The White House position has increasingly been to remain silent about the cuts, at least until after the election.

After the debate, Aerospace Industries Association president Marion Blakey said it was a shame that the “800-pound gorilla in the room” had gone unaddressed.

“Both campaigns have public positions on these issues – this debate was the perfect opportunity to contrast the two positions and offer the American people a choice,” she said in a statement. “Regardless of the winner in November’s election, if sequestration isn’t fixed, American citizens will be on the losing end of this poorly-conceived idea.”

Rep. Mike Turner (R-Ohio) spent Wednesday touring Ohio defense companies with a Democratic House Armed Services Committee colleague, Rep.
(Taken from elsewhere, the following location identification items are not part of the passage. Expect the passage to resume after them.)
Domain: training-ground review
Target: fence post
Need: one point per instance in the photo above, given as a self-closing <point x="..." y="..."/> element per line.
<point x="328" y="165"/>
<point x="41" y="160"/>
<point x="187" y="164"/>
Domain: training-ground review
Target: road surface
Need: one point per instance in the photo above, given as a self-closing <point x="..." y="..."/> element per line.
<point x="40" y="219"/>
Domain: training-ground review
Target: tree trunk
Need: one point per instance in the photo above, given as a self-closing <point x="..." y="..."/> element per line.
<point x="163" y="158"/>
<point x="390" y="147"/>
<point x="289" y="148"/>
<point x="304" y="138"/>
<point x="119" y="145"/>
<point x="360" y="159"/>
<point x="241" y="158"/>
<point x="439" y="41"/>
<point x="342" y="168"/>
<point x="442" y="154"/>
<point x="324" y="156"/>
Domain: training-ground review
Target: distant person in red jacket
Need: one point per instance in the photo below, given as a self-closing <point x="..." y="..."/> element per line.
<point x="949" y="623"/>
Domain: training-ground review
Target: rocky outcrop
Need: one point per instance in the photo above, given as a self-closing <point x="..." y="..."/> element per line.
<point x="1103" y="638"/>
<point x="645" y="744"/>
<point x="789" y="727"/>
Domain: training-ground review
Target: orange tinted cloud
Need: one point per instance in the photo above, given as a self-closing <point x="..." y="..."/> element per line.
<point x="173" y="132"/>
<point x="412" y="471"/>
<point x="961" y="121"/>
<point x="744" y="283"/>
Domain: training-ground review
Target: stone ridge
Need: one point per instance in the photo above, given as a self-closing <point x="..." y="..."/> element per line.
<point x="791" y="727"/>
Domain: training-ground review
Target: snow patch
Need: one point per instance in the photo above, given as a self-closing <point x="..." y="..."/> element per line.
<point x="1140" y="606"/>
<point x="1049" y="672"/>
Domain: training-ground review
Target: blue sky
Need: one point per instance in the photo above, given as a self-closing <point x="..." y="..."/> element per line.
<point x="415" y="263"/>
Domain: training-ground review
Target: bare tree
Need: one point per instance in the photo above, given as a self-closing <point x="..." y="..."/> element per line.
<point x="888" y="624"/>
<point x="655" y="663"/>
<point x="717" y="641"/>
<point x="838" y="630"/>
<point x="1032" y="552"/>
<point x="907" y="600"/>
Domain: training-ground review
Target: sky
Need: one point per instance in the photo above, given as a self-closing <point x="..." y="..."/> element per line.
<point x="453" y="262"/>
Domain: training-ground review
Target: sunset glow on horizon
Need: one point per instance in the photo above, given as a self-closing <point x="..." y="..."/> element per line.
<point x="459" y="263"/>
Loretta Sanchez (R-Calif.)

Turner’s spokesman, Thomas Crosson, told Human Events that inaction and lack of communication on sequestration was clearly hurting the companies, even before the cuts were taken.

“Basically, that the uncertainty is continuing, it’s palpable,” Crosson said. “And it’s affecting them.”

Crosson said Turner was dismayed at the president’s repeated failure to address sequestration in a meaningful way.

“It’s certainly sad to us that the president is not going to provide leadership on this,” he said. “That’s the status quo and it’s time to act. (Obama) is the commander-in-chief and he cannot continue to lead from behind.”